In welcher Weise und in welchem Umfang ein Wellness-Mindset und ein Wellness-Lebensstil gelingen, hängt maßgeblich vom Umfeld ab. Es unterstützt, ignoriert oder behindert Menschen auf ihrem Weg zu High Level Wellness. Die Gestaltung eines günstigen Umfelds ist essenziell für die Förderung von Wellness. Umgekehrt wirken Mindset und Lifestyle eines Menschen auf sein Umfeld zurück. Wellness verwirklicht sich in ständigem Austausch und Wechselspiel zwischen Mensch und Umfeld. Es ist vollkommen unzureichend, das Wellness-Umfeld auf die sogenannten Wellnessanbieter zu beschränken: Sport- und Fitnesseinrichtungen, gewerbliche Massagepraxen, Kosmetikstudios, Day Spas, Wellnessanlagen, Thermen, Freizeitbäder, Saunaanlagen, Wellnesshotels und Hotelbetriebe mit Spa. Sie gehören dazu, sind aber im Vergleich mit anderen Bereichen des Lebensumfelds von eher nachrangiger Bedeutung. Die größte Relevanz hat derzeit die natürliche Umwelt, die zunehmend nicht nur durch politische und wirtschaftliche Mächte bedroht und zerstört wird, sondern genauso durch den Mindset und Lebensstil der einzelnen Menschen auf unserem Planeten. Große Bedeutung kommt auch dem Einfluss des sozialen Umfelds zu, in dem wir leben und arbeiten. Viele Studien bestätigen die Macht der sozialen Beziehungen und Netze, zum Wohl wie zum Schaden des Einzelnen. Obwohl Wellness im deutschsprachigen Raum vor allem als wohltuende "Ich-Zeit" verstanden wird, ist die Verbundenheit mit der Gemeinschaft im kleineren wie im größeren Zusammenhang ein mindestens genauso bedeutsamer Wellness-Faktor: "The currency of wellness is connection." (John W. Travis)
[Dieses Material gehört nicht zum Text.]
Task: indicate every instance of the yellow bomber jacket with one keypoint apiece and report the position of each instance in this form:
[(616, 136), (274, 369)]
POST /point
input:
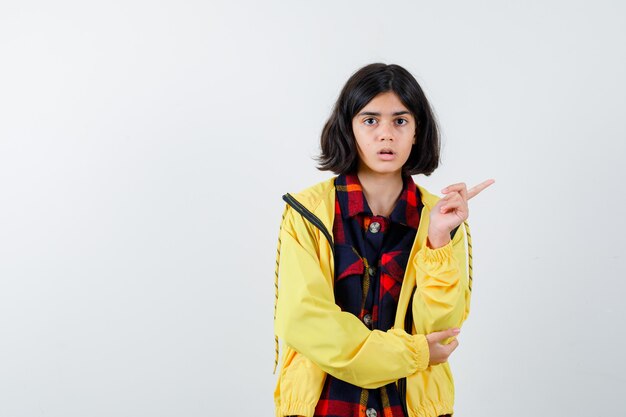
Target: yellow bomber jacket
[(319, 339)]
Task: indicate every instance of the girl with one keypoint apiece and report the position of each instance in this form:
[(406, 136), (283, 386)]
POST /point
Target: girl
[(375, 272)]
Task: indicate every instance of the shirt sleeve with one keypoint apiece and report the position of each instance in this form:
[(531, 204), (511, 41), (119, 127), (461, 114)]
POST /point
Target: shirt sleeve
[(308, 320), (442, 294)]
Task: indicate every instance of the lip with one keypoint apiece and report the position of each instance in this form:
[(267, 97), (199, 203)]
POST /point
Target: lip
[(386, 156)]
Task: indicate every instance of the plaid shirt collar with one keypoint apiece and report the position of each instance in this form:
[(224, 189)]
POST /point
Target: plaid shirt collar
[(352, 200)]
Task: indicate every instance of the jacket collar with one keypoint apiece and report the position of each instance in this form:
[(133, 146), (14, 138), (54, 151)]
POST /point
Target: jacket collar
[(352, 200), (320, 200)]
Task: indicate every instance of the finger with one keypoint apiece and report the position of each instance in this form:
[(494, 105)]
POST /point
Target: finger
[(477, 189), (460, 187), (454, 203)]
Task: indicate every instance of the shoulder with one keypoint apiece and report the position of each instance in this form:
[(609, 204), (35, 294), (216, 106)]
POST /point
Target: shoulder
[(311, 197)]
Wellness unterstützende Rahmenbedingungen, Strukturen und Lebensräume

  • Natürliche Umwelt, Staaten und Staatengemeinschaften, Politik, Gesellschaft, Bildung, Kultur, Medien, Wirtschaft.
  • Lebensräume: Wohnort, Arbeitsplatz, Orte für Freizeitaktivitäten.
  • Öffentliche und privatwirtschaftliche Infrastruktur und Angebote.
  • Soziales Umfeld und soziale Netzwerke, Peergroups, Werte- und Interessengemeinschaften, unterstützende Gruppen.

Das Modell des Deutschen Wellness Verbands erlaubt die Einordnung von Wellnessangeboten und verdeutlicht die zahlreichen Potenziale, die noch ungenutzt sind. Mit Hilfe dieses Modells lässt sich nicht nur Wellness richtig verstehen, sondern auch zielführend und kompetent umsetzen: Zum eigenen Wohl, als auch zum Wohl anderer.